Sneakers is a high-performance background-job processing framework based on RabbitMQ.
It uses a hybrid process-thread model where many processes are spawned (like Unicorn) and many threads are used per process (like Puma), so all your cores max out and you have best of both worlds.
It's being used in production for I/O intensive jobs as well as CPU intensive jobs.
On a recent 2012 MBP it reaches 7000req/s for a silly microbenchmark while Sidekiq keeps at the hundreds (600-700req/s).
Three problems - one - it is too tightly coupled to Redis. Secondly, Celluloid (the actor model behind Sidekiq) proved to be some of the problem here. Lastly, I wanted both a process and thread processing model which doesn't exist there.
Then, I tried rigging Celluloid to perform all these but after failing and speaking with Celluloid commiters I understood that it is under "major revision" and that they are not happy with some of the core elements right now (threadpool).
THEN, I opted to reinvent the wheel.
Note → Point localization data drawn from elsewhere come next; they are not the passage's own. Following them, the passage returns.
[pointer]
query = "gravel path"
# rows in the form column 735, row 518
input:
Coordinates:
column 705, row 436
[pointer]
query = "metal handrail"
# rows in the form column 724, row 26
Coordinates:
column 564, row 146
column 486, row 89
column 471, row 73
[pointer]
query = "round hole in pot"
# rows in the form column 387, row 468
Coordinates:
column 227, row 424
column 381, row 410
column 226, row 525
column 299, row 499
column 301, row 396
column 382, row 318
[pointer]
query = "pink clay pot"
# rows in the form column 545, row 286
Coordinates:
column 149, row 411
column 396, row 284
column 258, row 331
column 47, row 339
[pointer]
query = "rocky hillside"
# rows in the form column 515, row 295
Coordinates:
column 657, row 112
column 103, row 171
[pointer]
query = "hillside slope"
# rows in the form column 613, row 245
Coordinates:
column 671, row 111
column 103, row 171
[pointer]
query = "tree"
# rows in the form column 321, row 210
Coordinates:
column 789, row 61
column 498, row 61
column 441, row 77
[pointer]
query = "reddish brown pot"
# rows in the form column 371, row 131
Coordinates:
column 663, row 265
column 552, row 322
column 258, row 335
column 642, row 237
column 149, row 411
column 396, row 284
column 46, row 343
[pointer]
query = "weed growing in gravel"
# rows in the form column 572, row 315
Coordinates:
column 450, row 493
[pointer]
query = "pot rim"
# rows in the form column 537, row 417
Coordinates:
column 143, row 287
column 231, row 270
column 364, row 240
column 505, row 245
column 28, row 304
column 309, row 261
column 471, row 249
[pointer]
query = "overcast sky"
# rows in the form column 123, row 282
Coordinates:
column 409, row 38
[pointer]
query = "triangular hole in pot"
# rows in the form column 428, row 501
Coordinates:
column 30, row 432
Even here, I've chosen serverengine as the basic process management infrastructure to work on - a production tested core, to build Sneakers on.
But I feel it might be missing the point, RabbitMQ was used to remove the typical bottleneck from the broker which exists on most Ruby background frameworks, and using Postgres would bring it back. All in all, RabbitMQ will give you a good, transparent HA story with active-active which is useful when you must not lose messages (Postgres will give you just failover).
Edit: to cover @artellectual's response - I think OP meant to swap RabbitMQ with Postgres as the backend but if OP meant "is it possible to use existing Rails models / etc" - then yes, @artellectual is completely right - easy to do.
* when you back up your main data store, your jobs are also backed up. If you use sidekiq, are you remembering to do frequent backups of redis?
* only one data store, not multiple. Simpler architecture.
* jobs can be inserted/updated in the same transactions as the rest of your data
* PostgreSQL supports listen/notify, don't have to poll for new jobs
* can use SQL to query jobs
* jobs can have foreign key constraints to the rest of your data
Obviously it really depends on what you're doing, if the jobs are re-entrant, if they're the fire-and-forget kind of types, ... Still in most of the cases I would just store the jobs as a table entry and pass the table+id to the job processor. Even if PostgreSQL was the primary data store for the job processor there would still be issues with external state that needs to be healed when restoring from backup.
For RabbitMQ - you can have jobs persisted to disk on all nodes in the cluster which is like a backup. And of course transactional messaging is a problem that needs special attention.
This is of course talking about the stand-alone version. And I am talking of course about using it in tandem with the rabbitmq for job storage.
I've been wanting to migrate away from it to use more of a micro-service approach, so the code doesn't live inside the monolithic rails application.
Bunny looked like a start, but I really wanted something more, this seems like the answer, will definitely be using it for the migration.
@jundot, great job! looks like a solid project!
Without having looked at it yet, how does the pre-built UI compare? From an initial glance, it looks like anything that's missing is available via the DSL, but Sidekiq gave me so much of what I needed out of the box (having come from a custom-made solution using SQS + open source CFML) it made my head explode.
Batch handling - is actually "prefetch" in RabbitMQ/AMQP. Error reporting - via logging, and a "dead letter mailbox" (called a dead-letter-exchange in RabbitMQ) which is a great enterprise integration pattern for properly handling errors and retries in jobs.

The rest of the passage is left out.